Pantauan input rakyat dilokasi sejumlah anggota DPRD Jeneponto yang mendatangi petisi penolakan undang-undang cipta kerja tersebut tidak menjaga jarak. Mereka ikut berkerumun dan sebagian tidak menggunakan masker diantara para Demostran dan aparat keamanan yang berjaga di lokasi.
Padahal sebagai wakil rakyat mereka hasrusnya menerapkan protokol kesehatan yang benar, Seperti di katakan oleh kepala dinas kesehatan Kabupaten Jeneponto Syusanti A Mansyur di tengah PANDEMI covid 19 di mana salah satu langkah pemerintah Kabupaten Jeneponto untuk mencegah penyebaran covid 19 adalah menerapkan protokol kesehatan dengan Menjaga jarak dan menggunakan masker saat beraktifitas diluar rumah.

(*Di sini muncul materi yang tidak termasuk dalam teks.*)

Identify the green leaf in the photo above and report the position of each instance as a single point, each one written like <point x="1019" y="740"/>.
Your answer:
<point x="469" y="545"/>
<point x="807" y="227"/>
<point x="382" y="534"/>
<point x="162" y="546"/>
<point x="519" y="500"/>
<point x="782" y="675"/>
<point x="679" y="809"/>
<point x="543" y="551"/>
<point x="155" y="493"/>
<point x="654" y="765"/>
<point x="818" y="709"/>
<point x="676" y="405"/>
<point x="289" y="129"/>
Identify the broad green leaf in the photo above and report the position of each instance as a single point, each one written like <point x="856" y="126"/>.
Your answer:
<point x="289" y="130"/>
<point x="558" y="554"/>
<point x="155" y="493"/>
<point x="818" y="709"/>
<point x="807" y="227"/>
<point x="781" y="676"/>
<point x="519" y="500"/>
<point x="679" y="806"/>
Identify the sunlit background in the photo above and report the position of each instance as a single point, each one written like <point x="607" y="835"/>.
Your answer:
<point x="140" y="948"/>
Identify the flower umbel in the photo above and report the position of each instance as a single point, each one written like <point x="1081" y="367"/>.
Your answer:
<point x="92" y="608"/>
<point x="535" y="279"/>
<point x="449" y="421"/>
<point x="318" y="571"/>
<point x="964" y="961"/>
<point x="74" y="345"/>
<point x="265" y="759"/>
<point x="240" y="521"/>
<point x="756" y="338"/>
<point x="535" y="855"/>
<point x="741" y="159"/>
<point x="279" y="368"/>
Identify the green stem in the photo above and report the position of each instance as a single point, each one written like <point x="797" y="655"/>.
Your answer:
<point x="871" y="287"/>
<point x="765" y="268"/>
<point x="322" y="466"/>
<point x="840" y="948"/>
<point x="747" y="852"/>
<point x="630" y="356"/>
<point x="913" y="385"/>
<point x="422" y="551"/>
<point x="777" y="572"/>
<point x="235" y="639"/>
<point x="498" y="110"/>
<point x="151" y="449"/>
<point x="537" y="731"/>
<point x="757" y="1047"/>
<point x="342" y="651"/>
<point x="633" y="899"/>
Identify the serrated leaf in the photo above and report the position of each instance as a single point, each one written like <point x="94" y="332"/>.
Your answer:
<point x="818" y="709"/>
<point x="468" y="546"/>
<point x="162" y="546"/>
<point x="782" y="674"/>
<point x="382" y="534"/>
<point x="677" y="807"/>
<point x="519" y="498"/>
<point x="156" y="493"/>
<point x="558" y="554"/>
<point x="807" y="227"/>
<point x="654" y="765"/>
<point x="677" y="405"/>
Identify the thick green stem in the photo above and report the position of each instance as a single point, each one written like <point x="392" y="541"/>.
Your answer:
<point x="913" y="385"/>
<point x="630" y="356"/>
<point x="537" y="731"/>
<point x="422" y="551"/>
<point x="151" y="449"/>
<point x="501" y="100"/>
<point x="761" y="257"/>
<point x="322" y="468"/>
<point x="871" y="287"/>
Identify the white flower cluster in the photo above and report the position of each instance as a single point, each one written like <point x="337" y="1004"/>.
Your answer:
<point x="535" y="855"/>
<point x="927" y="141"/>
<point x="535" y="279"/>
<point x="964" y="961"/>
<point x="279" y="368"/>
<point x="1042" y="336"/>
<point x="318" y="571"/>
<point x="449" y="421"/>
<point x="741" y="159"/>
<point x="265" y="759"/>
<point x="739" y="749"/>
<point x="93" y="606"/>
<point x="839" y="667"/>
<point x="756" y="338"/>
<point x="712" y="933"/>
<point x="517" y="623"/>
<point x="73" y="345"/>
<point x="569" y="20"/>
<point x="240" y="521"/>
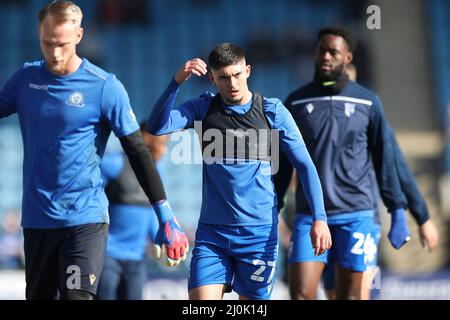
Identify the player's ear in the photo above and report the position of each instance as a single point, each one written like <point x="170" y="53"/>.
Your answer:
<point x="349" y="57"/>
<point x="211" y="78"/>
<point x="248" y="69"/>
<point x="79" y="35"/>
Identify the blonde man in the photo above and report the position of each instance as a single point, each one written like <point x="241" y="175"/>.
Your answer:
<point x="67" y="108"/>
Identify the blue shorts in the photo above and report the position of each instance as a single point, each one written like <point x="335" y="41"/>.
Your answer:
<point x="241" y="257"/>
<point x="371" y="256"/>
<point x="349" y="237"/>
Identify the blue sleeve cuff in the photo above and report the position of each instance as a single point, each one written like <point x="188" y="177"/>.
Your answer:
<point x="163" y="211"/>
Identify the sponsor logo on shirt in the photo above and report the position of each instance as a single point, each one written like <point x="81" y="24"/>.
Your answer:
<point x="92" y="278"/>
<point x="349" y="109"/>
<point x="131" y="113"/>
<point x="76" y="99"/>
<point x="38" y="86"/>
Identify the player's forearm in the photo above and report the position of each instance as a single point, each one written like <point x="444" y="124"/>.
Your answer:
<point x="143" y="166"/>
<point x="383" y="157"/>
<point x="282" y="179"/>
<point x="309" y="179"/>
<point x="161" y="119"/>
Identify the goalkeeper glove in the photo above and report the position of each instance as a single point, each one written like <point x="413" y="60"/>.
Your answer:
<point x="170" y="235"/>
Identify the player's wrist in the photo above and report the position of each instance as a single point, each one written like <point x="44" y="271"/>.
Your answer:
<point x="163" y="211"/>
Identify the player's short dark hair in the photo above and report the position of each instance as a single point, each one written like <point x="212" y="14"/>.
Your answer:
<point x="340" y="31"/>
<point x="225" y="54"/>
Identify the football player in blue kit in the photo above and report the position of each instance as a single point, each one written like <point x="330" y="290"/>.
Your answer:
<point x="346" y="133"/>
<point x="67" y="108"/>
<point x="236" y="238"/>
<point x="428" y="233"/>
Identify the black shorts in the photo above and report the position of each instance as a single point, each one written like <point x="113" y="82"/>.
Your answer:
<point x="62" y="259"/>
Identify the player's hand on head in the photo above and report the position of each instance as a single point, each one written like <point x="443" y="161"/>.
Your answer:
<point x="170" y="238"/>
<point x="320" y="237"/>
<point x="195" y="66"/>
<point x="399" y="233"/>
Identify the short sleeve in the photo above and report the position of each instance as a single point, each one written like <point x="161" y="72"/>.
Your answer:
<point x="9" y="94"/>
<point x="282" y="120"/>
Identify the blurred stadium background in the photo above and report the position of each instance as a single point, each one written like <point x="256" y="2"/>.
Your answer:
<point x="144" y="42"/>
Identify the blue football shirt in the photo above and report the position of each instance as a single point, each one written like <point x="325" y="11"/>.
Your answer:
<point x="65" y="123"/>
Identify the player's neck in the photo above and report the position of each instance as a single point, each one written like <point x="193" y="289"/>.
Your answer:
<point x="73" y="65"/>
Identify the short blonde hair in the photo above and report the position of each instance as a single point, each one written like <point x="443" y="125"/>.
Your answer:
<point x="63" y="11"/>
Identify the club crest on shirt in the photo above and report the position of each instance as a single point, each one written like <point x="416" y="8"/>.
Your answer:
<point x="309" y="107"/>
<point x="349" y="109"/>
<point x="76" y="99"/>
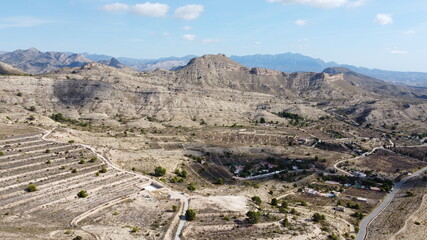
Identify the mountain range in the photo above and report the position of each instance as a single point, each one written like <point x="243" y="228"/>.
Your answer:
<point x="35" y="62"/>
<point x="215" y="89"/>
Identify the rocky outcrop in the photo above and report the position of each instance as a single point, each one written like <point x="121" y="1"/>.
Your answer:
<point x="35" y="62"/>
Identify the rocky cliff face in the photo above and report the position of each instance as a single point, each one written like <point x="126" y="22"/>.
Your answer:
<point x="213" y="88"/>
<point x="35" y="62"/>
<point x="6" y="69"/>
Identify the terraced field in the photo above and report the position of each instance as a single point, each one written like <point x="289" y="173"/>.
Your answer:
<point x="59" y="171"/>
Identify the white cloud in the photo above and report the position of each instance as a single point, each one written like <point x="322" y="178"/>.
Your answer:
<point x="327" y="4"/>
<point x="398" y="52"/>
<point x="410" y="32"/>
<point x="150" y="9"/>
<point x="383" y="19"/>
<point x="116" y="7"/>
<point x="301" y="22"/>
<point x="356" y="4"/>
<point x="21" y="21"/>
<point x="210" y="40"/>
<point x="189" y="37"/>
<point x="189" y="12"/>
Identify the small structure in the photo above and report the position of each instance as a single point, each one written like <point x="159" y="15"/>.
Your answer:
<point x="359" y="174"/>
<point x="340" y="209"/>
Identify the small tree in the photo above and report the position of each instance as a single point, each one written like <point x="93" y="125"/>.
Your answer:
<point x="103" y="170"/>
<point x="191" y="187"/>
<point x="183" y="174"/>
<point x="31" y="188"/>
<point x="159" y="171"/>
<point x="410" y="194"/>
<point x="286" y="222"/>
<point x="82" y="194"/>
<point x="219" y="181"/>
<point x="190" y="215"/>
<point x="317" y="217"/>
<point x="253" y="217"/>
<point x="284" y="204"/>
<point x="256" y="200"/>
<point x="274" y="201"/>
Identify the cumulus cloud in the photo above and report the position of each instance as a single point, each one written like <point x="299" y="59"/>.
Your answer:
<point x="383" y="19"/>
<point x="398" y="52"/>
<point x="301" y="22"/>
<point x="116" y="7"/>
<point x="314" y="3"/>
<point x="189" y="37"/>
<point x="150" y="9"/>
<point x="210" y="40"/>
<point x="326" y="4"/>
<point x="356" y="4"/>
<point x="145" y="9"/>
<point x="21" y="21"/>
<point x="189" y="12"/>
<point x="410" y="32"/>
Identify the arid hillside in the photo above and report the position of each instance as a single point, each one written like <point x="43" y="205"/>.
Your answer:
<point x="213" y="88"/>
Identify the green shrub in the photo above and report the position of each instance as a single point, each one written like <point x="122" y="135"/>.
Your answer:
<point x="31" y="188"/>
<point x="317" y="217"/>
<point x="174" y="208"/>
<point x="190" y="215"/>
<point x="103" y="170"/>
<point x="82" y="194"/>
<point x="159" y="171"/>
<point x="253" y="217"/>
<point x="274" y="201"/>
<point x="191" y="187"/>
<point x="256" y="200"/>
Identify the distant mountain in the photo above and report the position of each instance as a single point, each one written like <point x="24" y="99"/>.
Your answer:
<point x="35" y="62"/>
<point x="6" y="69"/>
<point x="113" y="62"/>
<point x="219" y="91"/>
<point x="153" y="64"/>
<point x="291" y="62"/>
<point x="287" y="62"/>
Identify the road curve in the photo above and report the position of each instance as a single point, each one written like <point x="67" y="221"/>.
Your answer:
<point x="173" y="194"/>
<point x="363" y="227"/>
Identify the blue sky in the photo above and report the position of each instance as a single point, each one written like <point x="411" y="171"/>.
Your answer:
<point x="385" y="34"/>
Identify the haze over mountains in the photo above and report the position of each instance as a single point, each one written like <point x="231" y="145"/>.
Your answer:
<point x="213" y="88"/>
<point x="35" y="62"/>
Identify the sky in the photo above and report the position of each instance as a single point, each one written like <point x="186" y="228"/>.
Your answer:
<point x="384" y="34"/>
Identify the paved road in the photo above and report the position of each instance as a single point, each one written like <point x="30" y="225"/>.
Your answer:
<point x="174" y="194"/>
<point x="182" y="217"/>
<point x="371" y="217"/>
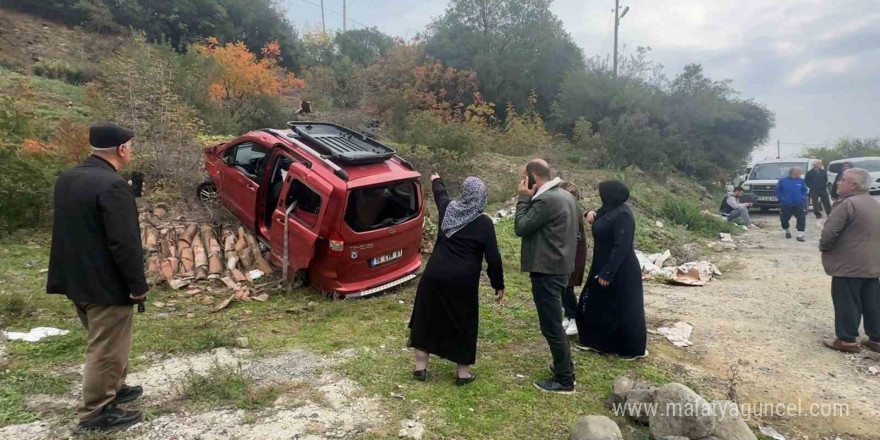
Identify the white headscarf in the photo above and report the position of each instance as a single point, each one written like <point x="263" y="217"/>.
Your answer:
<point x="470" y="206"/>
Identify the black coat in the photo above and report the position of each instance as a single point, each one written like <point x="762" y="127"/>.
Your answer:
<point x="611" y="319"/>
<point x="96" y="255"/>
<point x="446" y="313"/>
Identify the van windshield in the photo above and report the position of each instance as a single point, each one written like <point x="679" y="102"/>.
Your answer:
<point x="773" y="171"/>
<point x="378" y="207"/>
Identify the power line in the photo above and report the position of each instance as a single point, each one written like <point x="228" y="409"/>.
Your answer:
<point x="339" y="14"/>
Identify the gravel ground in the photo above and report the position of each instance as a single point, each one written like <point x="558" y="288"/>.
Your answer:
<point x="772" y="313"/>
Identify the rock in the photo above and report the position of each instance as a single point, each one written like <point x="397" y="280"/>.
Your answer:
<point x="729" y="424"/>
<point x="681" y="412"/>
<point x="622" y="386"/>
<point x="595" y="428"/>
<point x="638" y="400"/>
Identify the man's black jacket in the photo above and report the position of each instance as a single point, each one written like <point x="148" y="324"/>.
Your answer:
<point x="816" y="180"/>
<point x="96" y="255"/>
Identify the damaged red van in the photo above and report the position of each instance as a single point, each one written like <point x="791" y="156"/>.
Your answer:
<point x="327" y="201"/>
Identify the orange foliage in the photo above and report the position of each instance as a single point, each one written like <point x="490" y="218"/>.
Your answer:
<point x="36" y="148"/>
<point x="241" y="75"/>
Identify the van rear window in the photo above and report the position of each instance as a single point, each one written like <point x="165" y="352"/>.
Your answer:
<point x="378" y="207"/>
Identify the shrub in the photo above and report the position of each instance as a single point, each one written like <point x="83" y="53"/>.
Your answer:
<point x="26" y="185"/>
<point x="689" y="215"/>
<point x="70" y="73"/>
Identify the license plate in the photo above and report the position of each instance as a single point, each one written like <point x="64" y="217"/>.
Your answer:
<point x="386" y="258"/>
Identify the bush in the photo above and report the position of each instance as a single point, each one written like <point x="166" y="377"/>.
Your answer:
<point x="25" y="190"/>
<point x="689" y="215"/>
<point x="69" y="73"/>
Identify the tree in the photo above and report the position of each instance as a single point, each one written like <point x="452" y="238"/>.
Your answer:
<point x="363" y="46"/>
<point x="514" y="46"/>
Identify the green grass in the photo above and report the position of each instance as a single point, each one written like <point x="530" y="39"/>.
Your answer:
<point x="54" y="99"/>
<point x="228" y="386"/>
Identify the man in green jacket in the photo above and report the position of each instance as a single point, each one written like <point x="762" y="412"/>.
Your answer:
<point x="547" y="220"/>
<point x="850" y="246"/>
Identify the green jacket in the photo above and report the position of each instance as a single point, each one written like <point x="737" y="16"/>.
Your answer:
<point x="548" y="225"/>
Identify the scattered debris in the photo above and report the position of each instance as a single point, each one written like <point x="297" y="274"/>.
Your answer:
<point x="770" y="432"/>
<point x="35" y="335"/>
<point x="679" y="334"/>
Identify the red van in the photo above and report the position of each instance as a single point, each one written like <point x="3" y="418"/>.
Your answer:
<point x="330" y="202"/>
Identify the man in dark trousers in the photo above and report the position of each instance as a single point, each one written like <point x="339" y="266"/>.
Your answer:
<point x="817" y="182"/>
<point x="547" y="220"/>
<point x="97" y="261"/>
<point x="792" y="194"/>
<point x="850" y="246"/>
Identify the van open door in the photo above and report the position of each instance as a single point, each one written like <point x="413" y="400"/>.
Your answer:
<point x="297" y="219"/>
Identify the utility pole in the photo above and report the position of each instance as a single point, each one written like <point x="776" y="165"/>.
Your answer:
<point x="323" y="25"/>
<point x="616" y="25"/>
<point x="617" y="16"/>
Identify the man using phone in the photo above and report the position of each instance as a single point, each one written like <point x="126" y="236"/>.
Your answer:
<point x="547" y="220"/>
<point x="97" y="261"/>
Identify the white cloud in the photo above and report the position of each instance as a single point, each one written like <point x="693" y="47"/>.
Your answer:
<point x="818" y="69"/>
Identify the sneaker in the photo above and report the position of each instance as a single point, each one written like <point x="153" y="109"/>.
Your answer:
<point x="871" y="345"/>
<point x="110" y="419"/>
<point x="128" y="394"/>
<point x="551" y="386"/>
<point x="421" y="375"/>
<point x="839" y="345"/>
<point x="632" y="358"/>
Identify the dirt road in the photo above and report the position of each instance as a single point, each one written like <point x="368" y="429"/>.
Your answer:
<point x="771" y="310"/>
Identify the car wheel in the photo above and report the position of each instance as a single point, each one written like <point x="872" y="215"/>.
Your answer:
<point x="208" y="194"/>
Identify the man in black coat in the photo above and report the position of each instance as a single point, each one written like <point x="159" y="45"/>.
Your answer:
<point x="817" y="182"/>
<point x="96" y="260"/>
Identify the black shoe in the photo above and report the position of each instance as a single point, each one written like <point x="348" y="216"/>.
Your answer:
<point x="421" y="375"/>
<point x="551" y="386"/>
<point x="461" y="381"/>
<point x="128" y="394"/>
<point x="110" y="419"/>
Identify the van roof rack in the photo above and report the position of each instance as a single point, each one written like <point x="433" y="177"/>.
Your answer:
<point x="340" y="144"/>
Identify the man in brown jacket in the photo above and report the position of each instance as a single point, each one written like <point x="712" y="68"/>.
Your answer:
<point x="850" y="246"/>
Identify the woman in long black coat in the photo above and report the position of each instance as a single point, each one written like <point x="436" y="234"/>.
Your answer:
<point x="446" y="311"/>
<point x="611" y="315"/>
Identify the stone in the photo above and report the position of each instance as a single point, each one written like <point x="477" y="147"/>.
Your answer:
<point x="729" y="424"/>
<point x="681" y="412"/>
<point x="638" y="399"/>
<point x="622" y="386"/>
<point x="595" y="428"/>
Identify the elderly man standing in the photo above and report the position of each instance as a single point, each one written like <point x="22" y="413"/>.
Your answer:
<point x="547" y="220"/>
<point x="792" y="194"/>
<point x="96" y="261"/>
<point x="850" y="246"/>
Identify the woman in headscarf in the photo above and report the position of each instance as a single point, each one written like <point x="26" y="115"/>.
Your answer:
<point x="611" y="315"/>
<point x="446" y="310"/>
<point x="569" y="298"/>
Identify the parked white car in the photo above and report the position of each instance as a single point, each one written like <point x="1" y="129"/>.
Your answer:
<point x="760" y="187"/>
<point x="869" y="164"/>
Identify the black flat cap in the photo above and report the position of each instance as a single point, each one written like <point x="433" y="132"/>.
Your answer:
<point x="108" y="135"/>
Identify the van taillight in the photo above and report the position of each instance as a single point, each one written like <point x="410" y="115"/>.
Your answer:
<point x="337" y="245"/>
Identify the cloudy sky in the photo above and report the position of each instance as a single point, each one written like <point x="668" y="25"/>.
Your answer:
<point x="815" y="63"/>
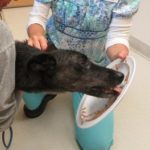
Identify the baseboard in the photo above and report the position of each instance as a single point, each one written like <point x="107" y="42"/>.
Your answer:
<point x="140" y="46"/>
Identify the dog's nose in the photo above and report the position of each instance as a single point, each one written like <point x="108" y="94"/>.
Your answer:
<point x="119" y="76"/>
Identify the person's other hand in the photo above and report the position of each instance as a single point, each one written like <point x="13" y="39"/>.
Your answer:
<point x="39" y="42"/>
<point x="3" y="3"/>
<point x="117" y="51"/>
<point x="37" y="36"/>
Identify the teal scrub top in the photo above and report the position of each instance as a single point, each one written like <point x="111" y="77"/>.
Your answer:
<point x="82" y="25"/>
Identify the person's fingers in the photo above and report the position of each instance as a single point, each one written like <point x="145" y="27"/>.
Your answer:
<point x="43" y="43"/>
<point x="122" y="54"/>
<point x="30" y="42"/>
<point x="36" y="42"/>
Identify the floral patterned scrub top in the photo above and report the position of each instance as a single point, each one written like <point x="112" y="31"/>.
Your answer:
<point x="82" y="25"/>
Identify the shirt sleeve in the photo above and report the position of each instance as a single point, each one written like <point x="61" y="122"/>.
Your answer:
<point x="121" y="23"/>
<point x="8" y="101"/>
<point x="39" y="13"/>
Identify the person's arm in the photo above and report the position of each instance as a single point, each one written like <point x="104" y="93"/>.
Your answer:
<point x="36" y="25"/>
<point x="117" y="45"/>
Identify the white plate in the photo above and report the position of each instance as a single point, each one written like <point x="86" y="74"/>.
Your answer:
<point x="93" y="109"/>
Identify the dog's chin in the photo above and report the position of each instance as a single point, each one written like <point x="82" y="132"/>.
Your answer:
<point x="103" y="92"/>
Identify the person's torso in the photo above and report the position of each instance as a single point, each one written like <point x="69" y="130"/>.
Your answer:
<point x="81" y="25"/>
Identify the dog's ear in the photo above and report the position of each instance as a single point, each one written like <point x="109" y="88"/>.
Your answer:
<point x="45" y="63"/>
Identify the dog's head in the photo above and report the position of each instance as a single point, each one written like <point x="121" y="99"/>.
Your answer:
<point x="64" y="70"/>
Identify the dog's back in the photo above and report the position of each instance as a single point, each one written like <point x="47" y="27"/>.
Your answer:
<point x="60" y="71"/>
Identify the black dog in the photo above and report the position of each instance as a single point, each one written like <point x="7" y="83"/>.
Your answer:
<point x="62" y="70"/>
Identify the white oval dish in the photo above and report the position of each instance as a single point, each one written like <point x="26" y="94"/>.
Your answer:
<point x="92" y="109"/>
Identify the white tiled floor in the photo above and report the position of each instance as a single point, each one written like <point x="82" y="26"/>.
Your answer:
<point x="54" y="129"/>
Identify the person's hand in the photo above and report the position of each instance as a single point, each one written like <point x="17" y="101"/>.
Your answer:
<point x="117" y="51"/>
<point x="3" y="3"/>
<point x="39" y="42"/>
<point x="36" y="36"/>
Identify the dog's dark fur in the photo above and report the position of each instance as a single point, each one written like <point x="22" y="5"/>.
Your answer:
<point x="62" y="70"/>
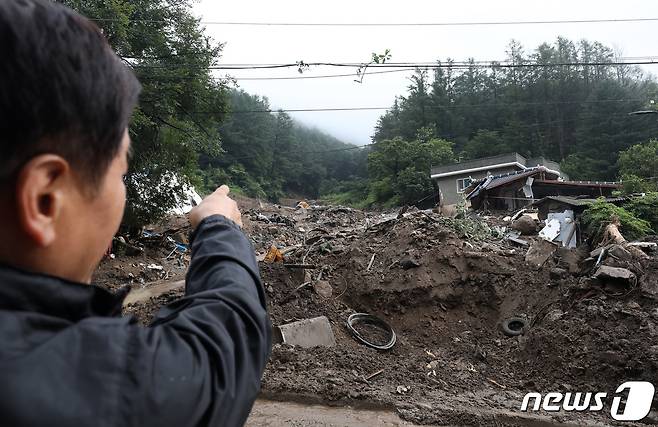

“Penyebaran covid yang ada karna adanya penularan dari orang ke orang, yang tidak menggunakan masker, kalau berkerumun penyebaran Covid-19 Bisa saja terjadi apalagi tidak menggunakan masker” Terang Syusanti pada Inputrakyat Kamis, (22/10)
Mirisnya lagi tak terlihat petugas keamanan yang berjaga di lokasi yang mengatur atau menghimbau untuk menerapkan protokol kesehatan.
Diketahui anggota DPRD Jeneponto yang melakukan pendantangan petisi penolakan Undang-undang cipta kerja hari ini sebanyak 7 orang. Sehingga jumlah keseluruhan anggota DPRD yang ikut menolak Undang-undang Cipta kerja sebanyak 22 orang.